C. Registered and Used in Bad Faith
The registration of a domain name incorporating a widely recognized mark is itself evidence of bad faith registration. Pfizer Inc. v. Fizer, Inc., WIPO Case No. D2005-0285 (May 11, 2005). Also the Panel is of the view that, without a showing to the contrary by the Respondent which was not forthcoming, it must be presumed that Respondent was fully aware of the close connection of the domain name at issue to those of Complainant. This is borne out by references to Pfizer and other pharmaceutical companies on the home page of Respondent’s website, as well as references to “free” Pfizer medicines and other misleading references to the site’s connection to Complainants’ patient assistance programs. The issue of bad faith is finally confirmed by what the Panel believes is the intention of Respondent to attract Internet users to its site for commercial gain by creating the likelihood of confusion with the Complainant’s mark as to the source, sponsorship, affiliation or endorsement “of Respondent’s site” or “of a product or service” on Respondent’s site. The facts point to the fact that this is exactly what this Respondent is doing. The Respondent seeks to intentionally misdirect and divert customers looking for Pfizer product information and by using links diverts these internet users away from the very information which they seek with the hope of selling such users other Pfizer and non-Pfizer products. Complainant has cited a litany of cases demonstrating that the use of a mark such as in this case to general visitors to a Respondent’s for-profit site constitutes bad faith. See Pfizer Inc. v. Fizer Inc., supra.

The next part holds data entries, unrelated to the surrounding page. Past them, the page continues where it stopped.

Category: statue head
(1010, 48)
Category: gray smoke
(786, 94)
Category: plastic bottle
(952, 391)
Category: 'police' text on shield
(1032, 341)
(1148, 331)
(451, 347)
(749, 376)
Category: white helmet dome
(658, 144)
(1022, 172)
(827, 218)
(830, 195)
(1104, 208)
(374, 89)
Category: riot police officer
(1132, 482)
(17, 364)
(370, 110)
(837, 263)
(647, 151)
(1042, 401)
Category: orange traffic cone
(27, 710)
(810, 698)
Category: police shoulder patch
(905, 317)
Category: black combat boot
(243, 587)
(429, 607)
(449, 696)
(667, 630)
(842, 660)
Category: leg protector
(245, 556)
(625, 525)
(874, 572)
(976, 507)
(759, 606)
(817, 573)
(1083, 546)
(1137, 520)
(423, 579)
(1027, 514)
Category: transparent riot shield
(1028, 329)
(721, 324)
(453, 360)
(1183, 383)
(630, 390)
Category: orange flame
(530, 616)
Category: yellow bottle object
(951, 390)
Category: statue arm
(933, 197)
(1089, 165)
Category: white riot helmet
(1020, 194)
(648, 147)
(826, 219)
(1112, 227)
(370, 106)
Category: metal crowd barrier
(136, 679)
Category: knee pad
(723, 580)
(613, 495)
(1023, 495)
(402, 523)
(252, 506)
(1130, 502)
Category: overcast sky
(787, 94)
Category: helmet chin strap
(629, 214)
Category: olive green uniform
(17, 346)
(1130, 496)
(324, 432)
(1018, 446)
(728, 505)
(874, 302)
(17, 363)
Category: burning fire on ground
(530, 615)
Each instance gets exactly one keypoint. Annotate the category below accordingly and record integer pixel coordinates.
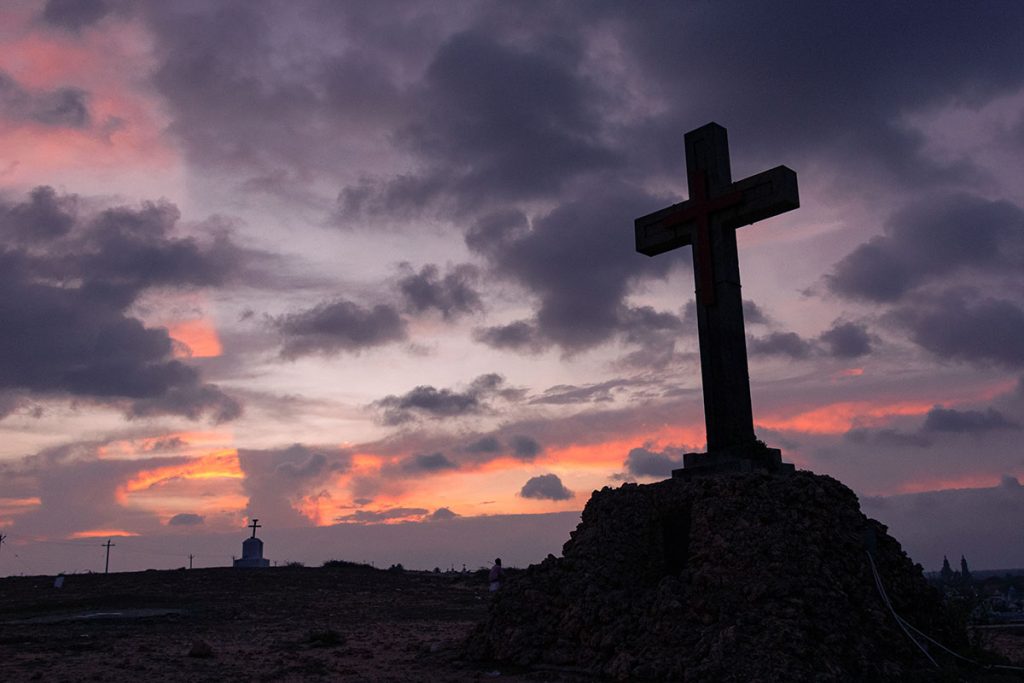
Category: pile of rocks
(732, 578)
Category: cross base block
(755, 457)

Finally, the sale of products in competition with the mark owner’s products, as the Respondent is actively doing in this case, constitutes bad faith. See, e.g. Pfizer Inc. v.Lorna Kang, WIPO Case No. D2002-0480 (July 30, 2002). Accordingly, the Panel finds that the domain name at issue has been registered and used in bad faith.
For all the foregoing reasons, in accordance with paragraphs 4(i) of the Policy and 15 of the Rules, the Panel orders that the domain name <pfizerhelpfulanswer.com> be transferred to the Complainant.